Patient Harm Found Common, Unchanged in Hospitals

Rate during six-year period in North Carolina didn't drop substantially

WEDNESDAY, Nov. 24 (HealthDay News) -- Harm to patients in several North Carolina hospitals was common in a recent six-year period, and it did not appear to decrease substantially during this time, according to research published in the Nov. 25 issue of the New England Journal of Medicine.

Christopher P. Landrigan, M.D., of Brigham and Women's Hospital in Boston, and colleagues analyzed data from 10 North Carolina hospitals. They reviewed suspected harms involving 100 admissions per quarter in 2002 through 2007.

Internal reviewers in the hospitals noted 588 harms in 2,341 admissions (25.1 harms per 100 admissions). Of these, 63.1 percent were rated as preventable. Neither the overall rate of harms per 1,000 patient-days nor the rate of preventable harms as assessed by internal or external reviewers changed significantly.

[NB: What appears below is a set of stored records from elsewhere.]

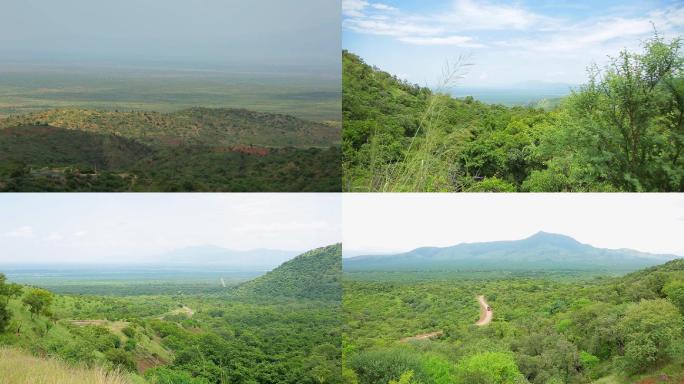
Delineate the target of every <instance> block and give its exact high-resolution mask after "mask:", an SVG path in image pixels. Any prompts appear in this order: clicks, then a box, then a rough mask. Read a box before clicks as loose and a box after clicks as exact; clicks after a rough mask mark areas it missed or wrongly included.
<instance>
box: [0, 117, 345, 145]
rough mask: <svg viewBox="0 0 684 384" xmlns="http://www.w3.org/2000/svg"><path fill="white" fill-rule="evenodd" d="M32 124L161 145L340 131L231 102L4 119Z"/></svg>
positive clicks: (290, 144) (9, 118)
mask: <svg viewBox="0 0 684 384" xmlns="http://www.w3.org/2000/svg"><path fill="white" fill-rule="evenodd" d="M29 125H51V126H53V127H58V128H65V129H73V130H79V131H85V132H93V133H99V134H111V135H117V136H122V137H126V138H129V139H134V140H137V141H140V142H142V143H146V144H158V145H180V144H187V145H207V146H218V147H220V146H232V145H256V146H265V147H286V146H287V147H300V148H308V147H329V146H331V145H334V144H336V143H339V131H338V130H337V129H336V128H335V127H333V126H330V125H326V124H322V123H316V122H312V121H307V120H302V119H298V118H296V117H292V116H288V115H282V114H273V113H263V112H252V111H248V110H244V109H231V108H217V109H211V108H191V109H186V110H182V111H178V112H172V113H159V112H139V111H134V112H119V111H102V110H87V109H53V110H48V111H43V112H35V113H30V114H26V115H18V116H11V117H8V118H5V119H0V128H10V127H19V126H29Z"/></svg>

"Since North Carolina has been a leader in efforts to improve safety, a lack of improvement in this state suggests that further improvement is also needed at the national level. Although the absence of large-scale improvement is a cause for concern, it is not evidence that current efforts to improve safety are futile. On the contrary, data have shown that focused efforts to reduce discrete harms, such as nosocomial infections and surgical complications, can significantly improve safety," the authors conclude.

The study was supported by the Rx Foundation.